Irama baru tepi laut ini tidak seperti anjing yang duduk pada kaki belakangnya, berdiri pada kaki depannya di pantai berpasir di tepi laut, lantas diberi nama anjing laut. Tidak, ia lebih seperti semua yang tidak memicu gejolak dan geloranya jiwa, dentam berdebamnya jantung hati. Apalagi dengan kelentang-kelenting yang katanya menenangkan jiwa ini ditingkahi dengan gericik air dan kicauan burung. Sungguh mengitiki membutuhkan suasana hati yang ringan riang, setidaknya tidak dipusingkan masalah uang yang belum tahu lagi enath kapan datangnya.

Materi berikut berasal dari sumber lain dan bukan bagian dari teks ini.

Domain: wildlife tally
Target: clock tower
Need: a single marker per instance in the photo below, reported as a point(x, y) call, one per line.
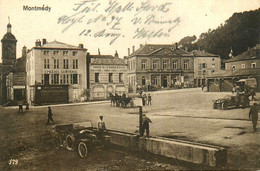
point(8, 47)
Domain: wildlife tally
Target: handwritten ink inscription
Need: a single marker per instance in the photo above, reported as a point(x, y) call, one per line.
point(109, 19)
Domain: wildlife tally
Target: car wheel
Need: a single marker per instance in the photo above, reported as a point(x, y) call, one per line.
point(70, 141)
point(224, 105)
point(82, 150)
point(215, 106)
point(57, 142)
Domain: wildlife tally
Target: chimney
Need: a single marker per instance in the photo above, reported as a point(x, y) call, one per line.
point(38, 43)
point(44, 41)
point(81, 46)
point(24, 51)
point(116, 54)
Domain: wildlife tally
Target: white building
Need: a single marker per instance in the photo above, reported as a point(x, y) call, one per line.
point(56, 73)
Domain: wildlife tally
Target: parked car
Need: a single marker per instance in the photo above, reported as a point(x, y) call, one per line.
point(81, 137)
point(232, 101)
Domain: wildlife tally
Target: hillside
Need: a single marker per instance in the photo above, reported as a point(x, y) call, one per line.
point(239, 32)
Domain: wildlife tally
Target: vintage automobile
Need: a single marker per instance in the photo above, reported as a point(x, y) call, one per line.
point(81, 137)
point(232, 101)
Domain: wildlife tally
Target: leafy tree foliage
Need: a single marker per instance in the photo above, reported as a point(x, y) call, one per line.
point(239, 32)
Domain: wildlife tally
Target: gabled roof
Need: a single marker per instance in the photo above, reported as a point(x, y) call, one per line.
point(56, 44)
point(231, 73)
point(102, 56)
point(202, 53)
point(253, 53)
point(160, 49)
point(9, 36)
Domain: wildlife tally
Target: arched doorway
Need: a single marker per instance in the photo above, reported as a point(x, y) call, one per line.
point(164, 81)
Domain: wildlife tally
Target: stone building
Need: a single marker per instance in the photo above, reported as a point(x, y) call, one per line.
point(245, 65)
point(8, 59)
point(16, 81)
point(156, 66)
point(56, 73)
point(106, 74)
point(205, 64)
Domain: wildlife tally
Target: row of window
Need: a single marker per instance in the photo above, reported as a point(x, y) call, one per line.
point(243, 66)
point(65, 53)
point(56, 64)
point(64, 79)
point(165, 64)
point(110, 78)
point(154, 80)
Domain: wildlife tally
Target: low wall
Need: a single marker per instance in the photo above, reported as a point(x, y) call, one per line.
point(182, 150)
point(124, 139)
point(191, 152)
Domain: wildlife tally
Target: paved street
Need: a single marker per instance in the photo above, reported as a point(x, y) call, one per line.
point(184, 114)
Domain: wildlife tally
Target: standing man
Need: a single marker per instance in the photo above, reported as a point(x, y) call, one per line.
point(101, 126)
point(49, 116)
point(253, 114)
point(20, 104)
point(145, 125)
point(149, 99)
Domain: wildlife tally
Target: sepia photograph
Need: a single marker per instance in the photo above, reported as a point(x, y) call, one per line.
point(129, 85)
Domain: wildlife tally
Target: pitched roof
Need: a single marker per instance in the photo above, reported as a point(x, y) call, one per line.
point(160, 49)
point(56, 44)
point(9, 36)
point(231, 73)
point(253, 53)
point(101, 56)
point(202, 53)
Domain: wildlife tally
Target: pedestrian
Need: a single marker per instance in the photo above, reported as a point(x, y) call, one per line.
point(202, 87)
point(253, 114)
point(101, 126)
point(27, 106)
point(252, 93)
point(145, 125)
point(20, 105)
point(144, 99)
point(50, 116)
point(149, 99)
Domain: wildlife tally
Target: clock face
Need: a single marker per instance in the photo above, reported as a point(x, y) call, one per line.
point(9, 48)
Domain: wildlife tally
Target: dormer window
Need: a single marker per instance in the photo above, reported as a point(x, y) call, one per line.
point(55, 52)
point(65, 52)
point(74, 53)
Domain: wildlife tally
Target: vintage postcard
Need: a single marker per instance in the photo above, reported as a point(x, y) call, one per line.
point(129, 85)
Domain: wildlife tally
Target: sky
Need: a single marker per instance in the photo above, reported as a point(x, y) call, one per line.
point(110, 25)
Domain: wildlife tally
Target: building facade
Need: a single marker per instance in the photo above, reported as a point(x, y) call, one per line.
point(56, 73)
point(156, 66)
point(8, 59)
point(205, 64)
point(106, 74)
point(245, 65)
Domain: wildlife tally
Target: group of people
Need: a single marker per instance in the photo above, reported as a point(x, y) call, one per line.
point(146, 99)
point(20, 106)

Melemah dan menggelembungnya badan tidak perlu menjadi pikiran sepanjang masih bisa duduk di barisan terbelakang sambil mengulang hafalan. Ketika hal tersederhana saja tidak kau dapatkan, maka tiada lagi yang dapat dikeluhkan. Menelepon seorang teman seolah-olah membicarakan masa depan, padahal sekadar perintang waktu. Menunggu entah apa yang ditunggu, suatu kejutan menyenangkan tentu saja. Ketika makanan sudah tidak boleh dikenang-kenang, terlebih ketika makan semacam susu yang langsung dimasukkan dalam lambung campur darah.

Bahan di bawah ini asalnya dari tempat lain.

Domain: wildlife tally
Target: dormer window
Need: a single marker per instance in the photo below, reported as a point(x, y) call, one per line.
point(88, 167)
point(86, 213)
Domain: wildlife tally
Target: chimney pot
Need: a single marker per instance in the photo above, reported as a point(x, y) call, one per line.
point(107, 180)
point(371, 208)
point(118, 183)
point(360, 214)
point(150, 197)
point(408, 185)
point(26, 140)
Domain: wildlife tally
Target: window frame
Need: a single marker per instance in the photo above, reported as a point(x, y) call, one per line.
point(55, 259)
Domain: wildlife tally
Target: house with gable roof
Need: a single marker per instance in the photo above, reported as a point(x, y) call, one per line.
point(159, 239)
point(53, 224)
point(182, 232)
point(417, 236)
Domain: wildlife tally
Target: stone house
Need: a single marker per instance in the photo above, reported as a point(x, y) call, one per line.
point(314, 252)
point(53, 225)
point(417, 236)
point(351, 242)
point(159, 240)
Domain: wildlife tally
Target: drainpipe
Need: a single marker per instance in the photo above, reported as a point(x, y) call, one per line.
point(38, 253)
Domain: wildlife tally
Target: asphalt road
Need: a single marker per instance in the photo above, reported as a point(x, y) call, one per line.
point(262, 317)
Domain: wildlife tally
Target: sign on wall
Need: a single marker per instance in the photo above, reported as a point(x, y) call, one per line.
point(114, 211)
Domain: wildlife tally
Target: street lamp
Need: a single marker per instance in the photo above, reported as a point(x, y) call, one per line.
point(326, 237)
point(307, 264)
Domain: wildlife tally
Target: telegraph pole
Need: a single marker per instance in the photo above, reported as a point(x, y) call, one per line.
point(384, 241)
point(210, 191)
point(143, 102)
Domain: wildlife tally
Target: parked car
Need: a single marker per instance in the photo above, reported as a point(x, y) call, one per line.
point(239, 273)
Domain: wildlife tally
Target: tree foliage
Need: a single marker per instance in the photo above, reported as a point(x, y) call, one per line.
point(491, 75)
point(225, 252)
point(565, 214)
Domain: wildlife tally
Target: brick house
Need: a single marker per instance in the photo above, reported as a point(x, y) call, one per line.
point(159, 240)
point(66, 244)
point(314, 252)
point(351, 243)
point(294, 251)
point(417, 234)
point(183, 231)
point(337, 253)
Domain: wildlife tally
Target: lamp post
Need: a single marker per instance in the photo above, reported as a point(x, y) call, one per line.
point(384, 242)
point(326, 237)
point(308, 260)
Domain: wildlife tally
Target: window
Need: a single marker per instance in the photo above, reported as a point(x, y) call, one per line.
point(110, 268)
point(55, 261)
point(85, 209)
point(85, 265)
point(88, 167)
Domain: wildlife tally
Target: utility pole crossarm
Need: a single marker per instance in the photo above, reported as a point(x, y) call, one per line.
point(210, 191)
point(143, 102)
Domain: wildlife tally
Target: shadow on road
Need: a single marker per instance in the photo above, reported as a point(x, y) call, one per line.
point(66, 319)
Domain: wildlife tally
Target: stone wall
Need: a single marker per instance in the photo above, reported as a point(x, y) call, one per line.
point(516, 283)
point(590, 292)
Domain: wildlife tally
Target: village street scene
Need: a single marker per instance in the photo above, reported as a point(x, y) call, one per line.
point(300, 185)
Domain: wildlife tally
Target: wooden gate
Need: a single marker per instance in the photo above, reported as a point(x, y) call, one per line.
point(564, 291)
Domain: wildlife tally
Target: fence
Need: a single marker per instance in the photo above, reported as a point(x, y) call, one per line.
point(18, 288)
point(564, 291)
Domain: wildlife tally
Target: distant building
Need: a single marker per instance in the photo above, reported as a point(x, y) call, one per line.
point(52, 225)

Bukan kematiannya benar yang 'ku ratapi, namun apakah hari-hari ketika ia menjadi pengamat dan pemilih sasaran bagi seorang penembak runduk. Hari-hari ketika kami adalah pasukan terjun payung dengan tugas patroli jarak jauh yang bisa ditertawakan oleh Rudy Saladin dan Putra Widya Winaya. Jika pun aku selalu menjadi bahan tertawaan, aku pun tak keberatan. Dunia pun tak pernah keberatan jika melulu kuolok-olok. Ia hanya akan balik menertawakanku. Begitu saja, seperti perahu cepat melaju melompat-lompat di atas ombak gelombang 'nuju pesisir Jakarta. 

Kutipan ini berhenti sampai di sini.